As for the unified backend, it still fails for me with the "out of memory" error on trying to use the CUDA backend dynamically. I am certain that the GPU was otherwise idle.

Some additional notes on the system:

pavanky commented 8 years ago

@frank-otto Ok, it looks like there's nothing we can do about the OpenCL backend, because it seems to be failing in a stand alone application independent of arrayfire.

As for the unified backend, this is weird. Can I get an output of af::info() with MPS disabled?

pavanky commented 8 years ago

Also an output of nvidia-smi and nvidia-smi -a when MPS is failing would be good.

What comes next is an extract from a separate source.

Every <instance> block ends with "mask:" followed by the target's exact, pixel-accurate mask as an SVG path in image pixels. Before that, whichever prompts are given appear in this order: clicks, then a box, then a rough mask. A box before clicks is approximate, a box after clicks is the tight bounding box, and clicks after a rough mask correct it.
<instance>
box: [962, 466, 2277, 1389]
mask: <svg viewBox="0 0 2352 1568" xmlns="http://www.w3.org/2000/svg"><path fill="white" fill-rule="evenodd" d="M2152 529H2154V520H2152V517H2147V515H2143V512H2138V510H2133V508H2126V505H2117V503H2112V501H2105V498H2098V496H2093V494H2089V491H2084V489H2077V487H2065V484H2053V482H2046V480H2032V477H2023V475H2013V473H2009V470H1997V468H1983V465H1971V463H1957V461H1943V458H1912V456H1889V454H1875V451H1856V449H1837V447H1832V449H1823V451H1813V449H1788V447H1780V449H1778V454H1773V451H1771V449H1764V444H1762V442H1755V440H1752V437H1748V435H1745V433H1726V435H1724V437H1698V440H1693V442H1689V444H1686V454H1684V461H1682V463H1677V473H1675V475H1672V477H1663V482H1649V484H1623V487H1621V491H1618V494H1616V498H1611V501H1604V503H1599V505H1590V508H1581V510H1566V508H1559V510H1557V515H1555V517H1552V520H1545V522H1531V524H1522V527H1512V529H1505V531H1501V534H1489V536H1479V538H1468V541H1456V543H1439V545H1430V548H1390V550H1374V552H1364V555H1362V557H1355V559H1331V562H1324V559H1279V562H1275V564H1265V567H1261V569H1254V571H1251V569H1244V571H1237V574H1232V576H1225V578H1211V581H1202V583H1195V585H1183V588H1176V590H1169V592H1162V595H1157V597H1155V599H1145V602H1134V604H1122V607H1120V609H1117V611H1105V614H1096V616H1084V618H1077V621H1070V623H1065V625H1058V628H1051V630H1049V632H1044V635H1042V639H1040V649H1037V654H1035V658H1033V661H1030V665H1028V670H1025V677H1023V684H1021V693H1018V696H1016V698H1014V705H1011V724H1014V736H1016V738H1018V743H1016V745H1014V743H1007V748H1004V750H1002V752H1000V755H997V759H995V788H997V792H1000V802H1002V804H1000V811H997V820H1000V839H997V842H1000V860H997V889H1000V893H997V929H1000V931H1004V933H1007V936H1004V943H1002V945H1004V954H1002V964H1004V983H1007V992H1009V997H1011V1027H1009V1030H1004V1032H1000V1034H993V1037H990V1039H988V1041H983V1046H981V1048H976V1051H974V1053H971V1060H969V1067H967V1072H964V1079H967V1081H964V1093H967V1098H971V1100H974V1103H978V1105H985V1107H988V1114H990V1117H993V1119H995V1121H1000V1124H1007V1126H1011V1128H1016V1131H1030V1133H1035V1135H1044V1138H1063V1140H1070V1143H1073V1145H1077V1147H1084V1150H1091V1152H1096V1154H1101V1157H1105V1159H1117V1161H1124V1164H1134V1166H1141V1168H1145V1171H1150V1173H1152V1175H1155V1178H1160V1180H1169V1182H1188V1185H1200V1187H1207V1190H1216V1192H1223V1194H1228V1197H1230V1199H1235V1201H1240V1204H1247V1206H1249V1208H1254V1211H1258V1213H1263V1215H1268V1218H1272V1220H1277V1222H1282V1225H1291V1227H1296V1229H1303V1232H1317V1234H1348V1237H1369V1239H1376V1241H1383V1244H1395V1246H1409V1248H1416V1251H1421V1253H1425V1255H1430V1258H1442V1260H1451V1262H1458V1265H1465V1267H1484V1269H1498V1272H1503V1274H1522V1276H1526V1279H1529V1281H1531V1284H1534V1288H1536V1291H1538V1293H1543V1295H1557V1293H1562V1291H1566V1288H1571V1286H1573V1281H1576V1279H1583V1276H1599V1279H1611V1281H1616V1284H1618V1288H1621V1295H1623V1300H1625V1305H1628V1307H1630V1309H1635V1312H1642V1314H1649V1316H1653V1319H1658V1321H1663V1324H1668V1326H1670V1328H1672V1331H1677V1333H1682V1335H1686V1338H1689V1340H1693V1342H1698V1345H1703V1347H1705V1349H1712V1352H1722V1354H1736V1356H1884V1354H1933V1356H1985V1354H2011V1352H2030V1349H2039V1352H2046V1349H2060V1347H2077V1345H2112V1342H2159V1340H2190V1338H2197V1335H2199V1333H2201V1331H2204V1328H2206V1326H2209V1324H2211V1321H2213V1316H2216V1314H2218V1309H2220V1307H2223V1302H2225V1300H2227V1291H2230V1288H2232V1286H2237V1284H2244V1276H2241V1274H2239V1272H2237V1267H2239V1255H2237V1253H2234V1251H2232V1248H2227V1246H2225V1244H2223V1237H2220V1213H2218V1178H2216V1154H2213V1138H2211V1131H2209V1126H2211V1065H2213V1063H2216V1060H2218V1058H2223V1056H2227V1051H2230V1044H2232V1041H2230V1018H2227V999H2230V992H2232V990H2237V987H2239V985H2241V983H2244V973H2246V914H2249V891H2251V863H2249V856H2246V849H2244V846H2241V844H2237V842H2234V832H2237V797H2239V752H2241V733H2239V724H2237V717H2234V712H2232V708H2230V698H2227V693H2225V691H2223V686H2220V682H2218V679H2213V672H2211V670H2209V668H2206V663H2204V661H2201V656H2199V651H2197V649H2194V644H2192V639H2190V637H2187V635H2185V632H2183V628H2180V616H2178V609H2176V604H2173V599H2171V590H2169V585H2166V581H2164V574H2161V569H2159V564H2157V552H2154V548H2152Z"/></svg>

traktofon commented 8 years ago

@pavanky, this is the code I use to get af::info output:

#include <arrayfire.h>
#include <cstdio>
#include <cstdlib>

using namespace af;

int main(int argc, char *argv[])
    try {
        // Select a device and display arrayfire info
        int device = argc > 1 ? atoi(argv[1]) : 0;
    } catch (af::exception& e) {
        fprintf(stderr, "%s\n", e.what());
    return 0;

And I compile it with:

g++ -Wall -std=c++11 -o afinfo.x -I$AF_PATH/include -L$AF_PATH/lib -laf

With MPS running, the output is:

$ ./afinfo.x ArrayFire Exception (Device out of memory:101): In function cuda::DeviceManager::DeviceManager() In file src/backend/cuda/platform.cpp:359 CUDA Error (2): out of memory

In function void af::setDevice(int) In file src/api/cpp/device.cpp:91 terminate called after throwing an instance of 'af::exception' what(): ArrayFire Exception (Device out of memory:101): In function cuda::DeviceManager::DeviceManager() In file src/backend/cuda/platform.cpp:359 CUDA Error (2): out of memory

In function void af::setDevice(int) In file src/api/cpp/device.cpp:91 Aborted

Without MPS running, the output is:

$ ./afinfo.x ArrayFire v3.3.2 (CUDA, 64-bit Linux, build default) Platform: CUDA Toolkit 7.5, Driver: 352.63 [0] Tesla K20c, 4800 MB, CUDA Compute 3.5 -1- Tesla K20c, 4800 MB, CUDA Compute 3.5 -2- Tesla K20c, 4800 MB, CUDA Compute 3.5

NOTE: The GPUs are set to compute mode EXCLUSIVE_PROCESS as that is recommended by Nvidia for when MPS is used. I did also test with the DEFAULT compute mode, but the results are the same (i.e. unified backend and opencl backend failing as reported above).